Para garantir que o cenário mude e a população trans encontre mais profissionais competentes para atendê-la em todas as necessidades, tanto físicas quanto pessoais, no quesito de respeito à vivência e identidade, Cunha reforça a importância de uma mudança por parte do Ministério da Educação, do Conselho Federal de Medicina e, principalmente, dos próprios profissionais da área da saúde.
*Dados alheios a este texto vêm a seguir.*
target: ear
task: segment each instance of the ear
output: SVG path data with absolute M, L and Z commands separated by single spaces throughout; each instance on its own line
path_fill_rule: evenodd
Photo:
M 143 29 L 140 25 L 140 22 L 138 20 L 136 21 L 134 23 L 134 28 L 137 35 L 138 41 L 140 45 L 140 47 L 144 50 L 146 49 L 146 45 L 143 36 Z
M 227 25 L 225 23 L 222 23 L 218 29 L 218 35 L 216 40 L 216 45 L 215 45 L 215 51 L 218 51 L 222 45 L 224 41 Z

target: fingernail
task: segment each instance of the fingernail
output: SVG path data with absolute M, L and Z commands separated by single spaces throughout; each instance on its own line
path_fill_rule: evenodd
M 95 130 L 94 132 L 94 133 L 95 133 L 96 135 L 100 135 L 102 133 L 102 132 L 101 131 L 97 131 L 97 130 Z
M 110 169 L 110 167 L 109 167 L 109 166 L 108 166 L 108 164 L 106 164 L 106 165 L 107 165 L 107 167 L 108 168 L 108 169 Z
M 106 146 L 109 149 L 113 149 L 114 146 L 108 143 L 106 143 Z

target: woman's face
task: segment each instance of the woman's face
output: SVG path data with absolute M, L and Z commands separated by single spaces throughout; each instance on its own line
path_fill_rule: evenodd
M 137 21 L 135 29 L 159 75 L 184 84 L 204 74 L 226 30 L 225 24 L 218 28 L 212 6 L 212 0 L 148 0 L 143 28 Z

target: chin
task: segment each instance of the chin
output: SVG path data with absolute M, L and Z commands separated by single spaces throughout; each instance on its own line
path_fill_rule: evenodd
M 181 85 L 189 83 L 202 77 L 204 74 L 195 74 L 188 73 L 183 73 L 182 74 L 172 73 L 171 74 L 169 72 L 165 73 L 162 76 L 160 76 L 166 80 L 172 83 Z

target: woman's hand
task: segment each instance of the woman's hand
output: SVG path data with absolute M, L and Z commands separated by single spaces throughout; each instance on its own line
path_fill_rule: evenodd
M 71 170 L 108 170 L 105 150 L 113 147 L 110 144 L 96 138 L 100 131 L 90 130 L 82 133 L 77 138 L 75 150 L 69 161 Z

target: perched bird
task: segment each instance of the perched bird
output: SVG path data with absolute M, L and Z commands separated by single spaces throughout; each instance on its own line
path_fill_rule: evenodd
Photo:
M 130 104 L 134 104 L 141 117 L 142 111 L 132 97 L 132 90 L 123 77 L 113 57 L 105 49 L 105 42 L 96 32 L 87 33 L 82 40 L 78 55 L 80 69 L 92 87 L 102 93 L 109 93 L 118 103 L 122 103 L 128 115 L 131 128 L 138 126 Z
“Acredito que o Ministério da Educação, o Conselho Federal de Medicina e outras instituições já deveriam há muito tempo ter criado protocolos de ensino, disciplinas curriculares e ambulatórios específicos que respeitassem as particularidades dessa comunidade, ajustando a atenção de acordo com as demandas específicas", acredita. "Se pelo menos existisse uma cultura entre os próprios médicos de reconhecer esses indivíduos como existentes, com direito à saúde, dignidade e trabalho. Se houvesse maior receptividade a acadêmicos trans nas faculdades de medicina e combate ao preconceito sofrido por eles. Precisamos formar médicos, enfermeiros, dentistas transgêneros. Na prática é justamente o oposto: o mais frequente é encontrar médicos que destratam, desrespeitam, desvalorizam, agridem e subestimam a população trans como se ela não precisasse ter acesso ao cuidado”, conclui.